Based in Baton Rouge, Louisiana, Marucci Sports has rapidly grown since its first major league appearance in 2003. Like Louisville Slugger, Marucci's wooden bats are produced domestically while aluminum and composite bats are manufactured outside America. It won't pay for endorsements but boasts partnerships and board positions with strong hitters Albert Pujols and Jose Bautista.
Warstic Bat in Dallas markets white ash and maple bats to "warrior" ballplayers of all ages. Former minor leaguer Ben Jenkins created Warstic so he could run the business from his home studio while he was on the road in his family's trailer. A graphic designer and creative brander, Jenkins employs social media to demonstrate his designs.
Most major glove manufacturers get their materials internationally or produce the entire product overseas. Not so for Insignia Athletics of Worcester, Massachusetts, which five years ago started making gloves for baseball and softball and is planning to add bats. Most workers, the company says, have never played baseball. Insignia touts personalized gloves that can be shipped in 10 days and a supply chain that covers 12 states, including Pennsylvania palm paste and Texas laces.
Like baseball's version of a snowflake, Nokona promises that each of its gloves is unique. The custom leather manufacturer has been operating since the 1920s and stays modern with fans posting pictures of their gloves to the company's social media accounts. You can tour the factory in Nocona, Texas, 100 miles northwest of Dallas.

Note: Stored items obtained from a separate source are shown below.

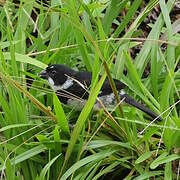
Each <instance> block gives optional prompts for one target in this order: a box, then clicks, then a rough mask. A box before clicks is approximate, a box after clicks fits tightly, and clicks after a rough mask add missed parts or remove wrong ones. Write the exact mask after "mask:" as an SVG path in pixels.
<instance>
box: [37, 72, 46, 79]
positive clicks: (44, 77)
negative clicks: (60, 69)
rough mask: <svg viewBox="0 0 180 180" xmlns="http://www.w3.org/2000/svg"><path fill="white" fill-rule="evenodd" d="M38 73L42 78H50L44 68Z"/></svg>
mask: <svg viewBox="0 0 180 180" xmlns="http://www.w3.org/2000/svg"><path fill="white" fill-rule="evenodd" d="M38 75H39V77H40V78H43V79H47V78H48V74H47V71H46V70H42V71H41V72H40V73H39V74H38Z"/></svg>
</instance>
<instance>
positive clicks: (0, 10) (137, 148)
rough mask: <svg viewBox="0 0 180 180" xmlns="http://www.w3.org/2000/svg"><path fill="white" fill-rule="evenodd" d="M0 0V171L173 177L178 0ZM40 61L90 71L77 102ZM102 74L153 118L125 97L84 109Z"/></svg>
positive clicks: (42, 177) (95, 99) (175, 171)
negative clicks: (89, 78)
mask: <svg viewBox="0 0 180 180" xmlns="http://www.w3.org/2000/svg"><path fill="white" fill-rule="evenodd" d="M0 3H1V7H0V80H1V81H0V170H1V174H0V177H1V179H10V180H12V179H22V178H23V179H26V180H28V179H123V178H126V179H148V178H152V177H154V178H156V179H168V180H169V179H179V172H180V161H179V158H180V156H179V152H180V149H179V147H180V118H179V111H180V109H179V101H180V96H179V91H180V70H179V59H180V35H179V33H178V32H179V31H180V27H179V24H180V22H179V20H178V17H179V16H178V15H177V14H176V13H177V12H178V11H175V12H176V13H174V14H173V13H172V12H174V8H175V7H176V8H178V7H179V3H178V1H175V0H168V1H166V2H165V0H150V1H147V2H146V1H142V0H134V1H129V0H112V1H109V0H99V1H95V0H94V1H93V0H92V1H91V0H84V1H82V0H68V1H61V0H52V1H38V0H37V1H35V0H28V1H27V0H21V1H12V0H8V1H5V0H4V1H0ZM49 63H50V64H53V63H61V64H66V65H67V66H69V67H71V68H74V69H76V70H88V71H91V72H92V73H93V81H92V85H91V89H90V90H89V91H90V96H89V99H88V102H87V104H86V105H85V107H84V108H83V110H82V111H81V112H77V111H75V110H73V109H69V108H68V107H65V106H64V105H63V106H62V105H61V103H60V102H59V101H58V98H57V97H56V95H55V94H54V93H53V91H52V90H51V89H50V88H49V87H48V85H47V82H46V81H44V80H42V79H40V78H39V77H38V75H37V74H38V73H39V72H40V71H41V70H42V69H44V68H45V67H46V66H47V64H49ZM99 73H101V74H102V78H101V79H100V80H99V81H97V80H96V77H97V74H99ZM106 75H108V78H109V79H110V80H112V78H116V79H119V80H121V81H123V82H124V83H125V84H126V85H127V86H128V88H127V89H126V90H127V92H128V93H129V94H130V95H131V96H132V97H134V98H135V99H137V101H141V102H143V103H145V104H146V105H147V106H148V107H149V108H150V109H152V110H153V111H155V112H156V113H158V114H161V116H162V117H163V120H162V122H158V121H156V120H154V121H152V120H151V119H149V118H148V117H147V116H146V115H145V114H144V113H142V112H141V111H139V110H137V109H135V108H133V107H130V106H121V107H122V109H123V113H120V111H119V109H118V108H117V109H116V110H114V111H113V112H109V114H108V115H106V114H107V113H106V114H105V113H104V112H103V111H107V109H106V107H105V109H104V110H102V111H100V112H98V113H93V112H92V111H91V110H92V107H93V104H94V102H95V100H96V97H97V95H98V92H99V90H100V88H101V86H102V83H103V80H104V78H105V77H106ZM111 83H113V81H111ZM113 90H114V92H115V93H116V90H115V89H113ZM67 120H68V121H69V122H71V123H72V122H74V124H75V127H74V128H73V130H71V131H70V130H69V127H68V125H67Z"/></svg>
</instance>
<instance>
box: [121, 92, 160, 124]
mask: <svg viewBox="0 0 180 180" xmlns="http://www.w3.org/2000/svg"><path fill="white" fill-rule="evenodd" d="M123 98H124V101H125V102H126V103H127V104H130V105H132V106H134V107H136V108H138V109H140V110H141V111H143V112H145V113H146V114H148V115H149V116H151V117H152V118H153V119H155V118H156V119H157V120H159V121H161V120H162V117H161V116H159V115H157V114H156V113H155V112H153V111H151V110H150V109H149V108H147V107H145V106H144V105H143V104H141V103H138V102H137V101H135V100H134V99H133V98H132V97H130V96H128V95H127V94H124V95H121V99H123Z"/></svg>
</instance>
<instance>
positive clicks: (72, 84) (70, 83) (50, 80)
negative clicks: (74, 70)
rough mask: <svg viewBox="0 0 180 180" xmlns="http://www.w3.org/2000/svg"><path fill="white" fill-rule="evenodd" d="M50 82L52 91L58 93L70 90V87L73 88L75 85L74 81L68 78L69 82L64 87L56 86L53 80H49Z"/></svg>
mask: <svg viewBox="0 0 180 180" xmlns="http://www.w3.org/2000/svg"><path fill="white" fill-rule="evenodd" d="M48 82H49V85H50V86H51V87H52V89H53V90H54V91H58V90H65V89H68V88H69V87H71V86H72V85H73V80H72V79H71V78H69V77H68V78H67V80H66V81H65V82H64V84H62V85H58V86H57V85H54V81H53V79H52V78H50V77H49V78H48Z"/></svg>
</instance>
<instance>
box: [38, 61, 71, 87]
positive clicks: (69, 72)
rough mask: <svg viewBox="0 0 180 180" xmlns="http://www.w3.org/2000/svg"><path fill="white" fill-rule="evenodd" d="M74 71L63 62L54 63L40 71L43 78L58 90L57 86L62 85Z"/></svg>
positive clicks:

Lena Blackbourne Baseball Rubbing Mud
Lena Blackburne, a third base coach for the old Philadelphia Athletics, in 1938 discovered mud in the Delaware River, near Palmyra, New Jersey, that nicely removes the sheen from new baseballs. A descendant of a friend each year harvests hundreds of pounds of muck "resembling a cross between chocolate pudding and whipped cold cream" for all MLB and some minor league teams.